> Unicode characters that are visually identical This was actually a further bug...

userbinator · on Dec 19, 2014

http://en.m.wikipedia.org/wiki/Unicode_equivalence

http://en.m.wikipedia.org/wiki/IDN_homograph_attack

What seems really scary about this is that even Unicode has several different ways of comparing strings, and the correct one depends on the exact situation, so the common response of "just use a library" doesn't work; for example, if a user were searching for a filename it might make sense for full-width characters to compare equal to half-width ones, but not if opening a file where you wouldn't want e.g. the full width version of /etc/passwd to be equivalent to the half-width one.

raydev · on Dec 19, 2014

I don't understand. Why can't a library just compare strings at the code-point level, ignoring "canonical equivalence"?

medgno · on Dec 19, 2014

Then you run into problems with how characters are represented. For instance, é (lowercase latin e with an acute accent) can be represented either by one unicode codepoint (U+00E9, 'LATIN SMALL LETTER E WITH ACUTE'), or by two unicode codepoints (U+0065 U+0301 -- LATIN SMALL LETTER E, COMBINING ACUTE ACCENT). There are normalization forms that will convert these two representations into the same representation for easier comparison.

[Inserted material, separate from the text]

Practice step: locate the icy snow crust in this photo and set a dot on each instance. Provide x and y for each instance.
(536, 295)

If you don't perform canonical equivalence checking, you could search for "café" and not find a file named "café.txt" if it uses the other representation.

oneeyedpigeon · on Dec 19, 2014

"for example, if a user were searching for a filename"

It's useful when I search for "café", if I also get results for "cafe" - Chrome's search does this. Not to mention searching for "don't" and getting hits including "don’t". But that should definitely be restricted to text data operations, rather than lower-level ones, including filenames.

userbinator · on Dec 19, 2014

But that should definitely be restricted to text data operations, rather than lower-level ones, including filenames.

The issue arises when this "text data" includes filenames. Having café.txt and cafe.txt be equivalent when searching is useful, but the real problem is if a filesystem decides that two "equivalent" filenames are essentially identical - to contrive an example, suppose it thought /étc/passwd was referring to the same file as /etc/passwd . It makes checking for and filtering out "sensitive" filenames far more difficult. For example, just take a look at all the ways Unicode homoglyphs and "special" characters can be used to bypass forum wordfilters, and you'll see how difficult that problem is.

(I know permissions, ACLs, etc. can help here with access control, but the problem of distinguishing between filenames still stands.)